Deposit rates to go up from Aug-Sep

Last updated on: July 28, 2010 16:31 IST

SBIA day after the Reserve Bank of India hiked its policy rates to control inflation, country's largest lender, State Bank of India said on Wednesday deposit rates in the industry are likely to climb up as early as next month.

"There is an upward bias on the deposit rates. (Rates should move up) by August-September by atleast 0.25 per cent," SBI chairman, O P Bhatt told reporters in Mumbai on the sidelines of an event.

On Tuesday, the RBI hiked its reverse repo rate, at which it absorbs excess liquidity from the system, by a larger-than-expected 0.5 per cent to 4.5 per cent and repo rate, at which it lends to banks, by 0.25 per cent to 5.75 per cent.

Bhatt, however, ruled out any impact on SBI's margins owing to the likely jump in the deposit rates, as loan growth is also likely to pick up in the days ahead on the back of recovery in the economy, which would help the lender maintain its margins.
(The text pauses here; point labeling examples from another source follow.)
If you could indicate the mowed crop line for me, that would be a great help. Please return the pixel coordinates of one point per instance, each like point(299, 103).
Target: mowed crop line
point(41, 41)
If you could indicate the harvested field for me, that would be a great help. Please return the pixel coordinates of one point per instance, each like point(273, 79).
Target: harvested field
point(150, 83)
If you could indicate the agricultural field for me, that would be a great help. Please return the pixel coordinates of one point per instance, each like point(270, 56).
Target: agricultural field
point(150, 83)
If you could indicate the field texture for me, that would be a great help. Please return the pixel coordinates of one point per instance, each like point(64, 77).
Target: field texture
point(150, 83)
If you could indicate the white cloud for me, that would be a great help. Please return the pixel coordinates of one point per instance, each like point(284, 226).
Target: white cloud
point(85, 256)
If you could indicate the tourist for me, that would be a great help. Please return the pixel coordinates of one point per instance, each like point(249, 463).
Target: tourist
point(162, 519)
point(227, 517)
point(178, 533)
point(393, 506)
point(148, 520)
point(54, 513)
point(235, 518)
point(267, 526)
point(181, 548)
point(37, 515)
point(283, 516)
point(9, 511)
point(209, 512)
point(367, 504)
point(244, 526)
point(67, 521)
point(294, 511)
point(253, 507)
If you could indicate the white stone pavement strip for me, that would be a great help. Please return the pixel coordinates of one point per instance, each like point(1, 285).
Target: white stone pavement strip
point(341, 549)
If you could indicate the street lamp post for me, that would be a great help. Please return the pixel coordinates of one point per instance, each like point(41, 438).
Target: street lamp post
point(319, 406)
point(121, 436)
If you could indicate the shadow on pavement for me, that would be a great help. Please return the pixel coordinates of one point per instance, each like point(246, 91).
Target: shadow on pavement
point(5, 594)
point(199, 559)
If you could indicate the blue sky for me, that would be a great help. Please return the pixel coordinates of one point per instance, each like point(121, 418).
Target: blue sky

SBI has seen an increase in its non-performing assets especially from loans given to farmers, Bhatt said.

Talking to reporters on Tuesday after the credit policy announcement, Bhatt had said that 'by and large' interest rates are unlikely to go up in the second quarter.

Asked about the efforts to bail out the debt-ridden aviation industry, Bhatt said the bank is considering ways to give assistance to the airlines.

"Banks have been helping troubled industries from time to time," Bhatt said, without detailing further.

Earlier, speaking at the event, Bhatt said that SBI plans to open five more branches in UK over the next five months, as part of its efforts to make UK as the hub for European operations.

Last week, amid market turbulence and volatility, State Bank had raised $1 billion (about Rs 4,700 crore) through bonds from the US market, paving way for others to tap the market.

Bhatt said the bank would use this amount to lend to its corporate clients abroad, who are seeking foreign currency loans.